Cerimônia de Recordação no STF
No próximo dia 8 de janeiro, o Supremo Tribunal Federal (STF) realizará um evento em Brasília para relembrar os atos golpistas ocorridos em 2023, quando apoiadores do então presidente Jair Bolsonaro invadiram e depredaram as sedes dos Três Poderes. A iniciativa tem como objetivo não apenas marcar a data, mas também discutir as implicações institucionais dessas ações, que clamavam por uma intervenção militar após o resultado das eleições de 2022.
Nomeado “Democracia Inabalada: 8 de janeiro – Um dia para não esquecer”, o evento incluirá atividades culturais e debates ao longo do dia nas dependências do tribunal. A programação terá início na tarde do dia 8 com a abertura da exposição “8 de janeiro: Mãos da Reconstrução”, localizada no Espaço do Servidor do STF. A mostra irá apresentar registros do trabalho de reparação dos danos provocados aos edifícios do Judiciário durante os tumultos.
Em seguida, o Museu do STF receberá a exibição do documentário “Democracia Inabalada: Mãos da Reconstrução”, que abordará os eventos do dia da invasão e a resposta institucional frente a essas ações. O programa ainda contará com uma roda de conversa com jornalistas no museu, onde o foco será a cobertura da imprensa sobre os acontecimentos e seu papel na defesa da democracia. O evento será encerrado no Salão Nobre do STF com a mesa-redonda intitulada “Um dia para não esquecer”.
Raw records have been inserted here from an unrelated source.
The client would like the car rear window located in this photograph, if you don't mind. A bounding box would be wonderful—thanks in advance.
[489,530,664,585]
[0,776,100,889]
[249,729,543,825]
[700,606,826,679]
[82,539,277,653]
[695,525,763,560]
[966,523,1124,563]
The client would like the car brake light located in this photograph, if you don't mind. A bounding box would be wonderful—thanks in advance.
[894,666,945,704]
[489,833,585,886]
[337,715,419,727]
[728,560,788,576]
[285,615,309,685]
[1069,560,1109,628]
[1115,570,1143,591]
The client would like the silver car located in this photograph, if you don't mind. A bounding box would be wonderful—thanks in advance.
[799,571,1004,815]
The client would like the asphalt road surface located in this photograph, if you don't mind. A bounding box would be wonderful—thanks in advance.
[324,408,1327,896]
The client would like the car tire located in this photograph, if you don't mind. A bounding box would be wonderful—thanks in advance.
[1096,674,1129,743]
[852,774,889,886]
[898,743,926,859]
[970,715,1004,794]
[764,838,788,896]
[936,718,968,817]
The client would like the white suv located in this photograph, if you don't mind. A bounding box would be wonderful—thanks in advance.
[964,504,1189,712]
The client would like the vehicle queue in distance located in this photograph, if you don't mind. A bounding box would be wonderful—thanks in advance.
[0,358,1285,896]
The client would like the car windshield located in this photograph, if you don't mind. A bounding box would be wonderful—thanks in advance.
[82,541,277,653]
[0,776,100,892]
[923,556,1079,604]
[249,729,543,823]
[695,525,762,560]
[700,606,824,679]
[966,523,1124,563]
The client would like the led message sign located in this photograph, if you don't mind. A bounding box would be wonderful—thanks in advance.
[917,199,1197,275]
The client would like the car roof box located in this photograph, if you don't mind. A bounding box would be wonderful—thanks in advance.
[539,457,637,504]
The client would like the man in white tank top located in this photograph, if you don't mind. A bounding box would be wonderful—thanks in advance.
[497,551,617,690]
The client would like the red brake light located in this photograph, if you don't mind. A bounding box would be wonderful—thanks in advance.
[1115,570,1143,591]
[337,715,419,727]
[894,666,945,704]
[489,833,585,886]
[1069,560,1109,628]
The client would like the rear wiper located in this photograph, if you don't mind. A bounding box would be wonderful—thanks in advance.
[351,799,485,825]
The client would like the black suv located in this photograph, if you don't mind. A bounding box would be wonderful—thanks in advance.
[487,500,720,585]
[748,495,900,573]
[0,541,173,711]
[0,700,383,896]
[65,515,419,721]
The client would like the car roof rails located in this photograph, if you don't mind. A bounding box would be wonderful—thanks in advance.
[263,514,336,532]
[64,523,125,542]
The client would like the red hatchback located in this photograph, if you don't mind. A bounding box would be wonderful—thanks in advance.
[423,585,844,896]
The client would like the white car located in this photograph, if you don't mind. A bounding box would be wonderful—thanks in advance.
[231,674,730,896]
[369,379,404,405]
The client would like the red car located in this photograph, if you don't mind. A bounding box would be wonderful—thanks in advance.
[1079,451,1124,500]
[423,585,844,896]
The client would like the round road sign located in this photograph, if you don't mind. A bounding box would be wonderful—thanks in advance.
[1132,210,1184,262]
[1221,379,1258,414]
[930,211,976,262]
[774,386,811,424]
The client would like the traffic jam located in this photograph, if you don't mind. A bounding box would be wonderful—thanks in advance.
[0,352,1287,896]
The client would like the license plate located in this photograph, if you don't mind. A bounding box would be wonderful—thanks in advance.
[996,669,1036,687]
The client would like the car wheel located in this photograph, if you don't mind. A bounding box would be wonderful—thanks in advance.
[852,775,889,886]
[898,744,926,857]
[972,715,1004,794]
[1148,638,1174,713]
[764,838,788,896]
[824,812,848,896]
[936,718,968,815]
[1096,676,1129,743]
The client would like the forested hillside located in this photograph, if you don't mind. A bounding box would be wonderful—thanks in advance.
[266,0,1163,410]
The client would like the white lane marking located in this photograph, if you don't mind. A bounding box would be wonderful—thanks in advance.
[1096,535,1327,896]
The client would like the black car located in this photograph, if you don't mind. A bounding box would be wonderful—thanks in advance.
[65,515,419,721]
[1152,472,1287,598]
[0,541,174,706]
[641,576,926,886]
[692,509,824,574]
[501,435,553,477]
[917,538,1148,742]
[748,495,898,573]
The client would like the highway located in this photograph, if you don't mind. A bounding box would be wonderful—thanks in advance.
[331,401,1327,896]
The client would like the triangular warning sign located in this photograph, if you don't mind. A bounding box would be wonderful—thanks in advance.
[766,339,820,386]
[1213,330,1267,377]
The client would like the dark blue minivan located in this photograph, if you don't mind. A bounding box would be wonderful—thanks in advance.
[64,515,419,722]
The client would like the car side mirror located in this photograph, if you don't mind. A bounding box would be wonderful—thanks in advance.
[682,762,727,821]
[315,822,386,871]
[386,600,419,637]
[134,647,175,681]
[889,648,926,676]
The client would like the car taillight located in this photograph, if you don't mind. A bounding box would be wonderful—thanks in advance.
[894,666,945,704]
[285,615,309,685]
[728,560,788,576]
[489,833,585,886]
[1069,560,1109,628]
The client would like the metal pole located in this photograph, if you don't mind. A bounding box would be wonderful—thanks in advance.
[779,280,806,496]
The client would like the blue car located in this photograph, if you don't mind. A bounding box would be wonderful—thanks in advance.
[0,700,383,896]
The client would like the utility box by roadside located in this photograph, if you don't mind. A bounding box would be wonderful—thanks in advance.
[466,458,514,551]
Reflexão sobre o Contexto Institucional
Em uma cerimônia realizada para rememorar a data em 2024, o presidente do STF, ministro Edson Fachin, enfatizou que os atos de vandalismo e invasão representam a face visível de um movimento que buscava articular um golpe de Estado. Para o ministro, o ato de recordar esses eventos é um esforço essencial para a preservação da memória institucional e para o enfrentamento do passado recente, que, segundo ele, ainda ressoa nas instituições brasileiras.
Após o resultado das eleições de 30 de outubro de 2022, diversos grupos passaram a clamarem por intervenção militar para evitar a posse do presidente eleito Luiz Inácio Lula da Silva, do Partido dos Trabalhadores (PT). Esse período foi marcado por bloqueios de rodovias e acampamentos em frente a quartéis em várias cidades do país, refletindo um descontentamento que se manifestou de forma crescente.
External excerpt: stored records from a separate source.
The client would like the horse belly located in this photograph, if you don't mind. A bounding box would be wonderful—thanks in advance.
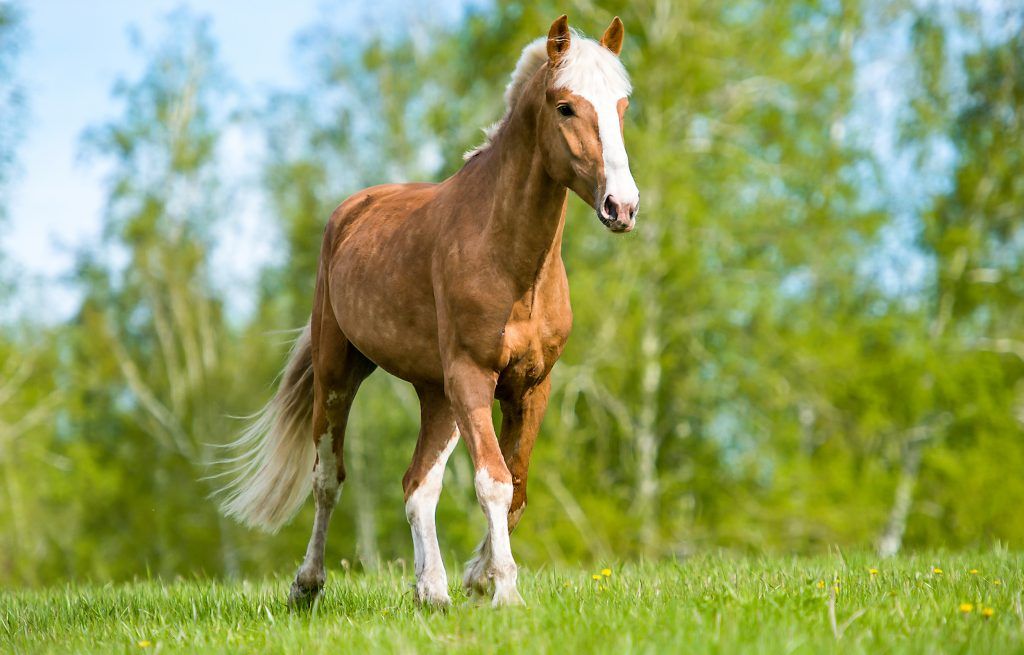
[331,251,443,383]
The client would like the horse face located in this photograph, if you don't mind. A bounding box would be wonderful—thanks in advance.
[540,16,640,232]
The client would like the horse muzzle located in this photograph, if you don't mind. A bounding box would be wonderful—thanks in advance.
[597,193,640,233]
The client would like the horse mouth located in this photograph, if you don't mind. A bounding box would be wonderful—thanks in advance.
[597,210,636,234]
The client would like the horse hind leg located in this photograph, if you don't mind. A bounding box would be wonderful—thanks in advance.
[288,316,374,608]
[402,389,459,607]
[463,378,551,603]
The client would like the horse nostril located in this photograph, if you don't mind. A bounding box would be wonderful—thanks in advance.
[603,195,618,218]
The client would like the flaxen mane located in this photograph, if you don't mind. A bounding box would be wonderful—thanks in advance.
[462,30,633,162]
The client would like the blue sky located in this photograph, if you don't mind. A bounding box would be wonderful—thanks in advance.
[8,0,318,312]
[6,0,466,318]
[0,0,1006,319]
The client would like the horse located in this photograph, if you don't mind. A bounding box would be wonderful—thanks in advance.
[221,15,640,607]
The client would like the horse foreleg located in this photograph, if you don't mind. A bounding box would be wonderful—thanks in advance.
[402,388,459,607]
[463,378,551,594]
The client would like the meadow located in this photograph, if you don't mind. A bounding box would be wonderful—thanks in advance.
[0,552,1024,653]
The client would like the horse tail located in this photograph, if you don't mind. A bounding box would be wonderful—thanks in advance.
[218,324,316,532]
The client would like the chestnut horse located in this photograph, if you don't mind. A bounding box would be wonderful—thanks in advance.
[223,16,639,606]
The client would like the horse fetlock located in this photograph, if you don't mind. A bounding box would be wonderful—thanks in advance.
[288,574,324,610]
[416,571,452,608]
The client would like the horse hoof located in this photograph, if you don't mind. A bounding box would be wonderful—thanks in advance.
[288,582,324,610]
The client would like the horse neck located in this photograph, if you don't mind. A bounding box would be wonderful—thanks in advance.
[464,96,567,290]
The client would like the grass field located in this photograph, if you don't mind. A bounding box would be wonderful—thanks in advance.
[0,553,1024,654]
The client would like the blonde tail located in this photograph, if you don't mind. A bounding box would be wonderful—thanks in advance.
[219,325,316,532]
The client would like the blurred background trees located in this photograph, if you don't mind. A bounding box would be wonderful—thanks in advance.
[0,0,1024,583]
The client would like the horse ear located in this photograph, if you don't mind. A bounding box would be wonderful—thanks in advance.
[601,16,626,55]
[548,13,572,67]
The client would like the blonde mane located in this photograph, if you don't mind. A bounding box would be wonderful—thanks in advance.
[462,30,633,162]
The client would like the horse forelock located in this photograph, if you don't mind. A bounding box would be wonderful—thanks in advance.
[463,30,633,162]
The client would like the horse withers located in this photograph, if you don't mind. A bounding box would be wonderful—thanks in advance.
[222,15,640,606]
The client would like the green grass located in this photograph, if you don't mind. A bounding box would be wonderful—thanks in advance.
[0,553,1024,654]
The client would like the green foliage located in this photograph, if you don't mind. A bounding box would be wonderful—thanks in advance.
[0,553,1024,653]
A escalada da tensão incluiu atos ainda mais alarmantes, como a colocação de um artefato explosivo próximo ao Aeroporto Internacional de Brasília na véspera do Natal, além da invasão de uma delegacia da Polícia Federal. Esse último evento ocorreu após um episódio de queima de ônibus no dia da diplomação presidencial, também na capital federal.
O evento do STF, portanto, não apenas recorda uma data trágica, mas também representa um espaço para reflexão sobre os desafios enfrentados pela democracia brasileira e a importância de proteger as instituições. A iniciativa busca fortalecer a resistência contra qualquer forma de autoritarismo e reafirmar o compromisso com os valores democráticos, essenciais para a convivência pacífica e a estabilidade política do país.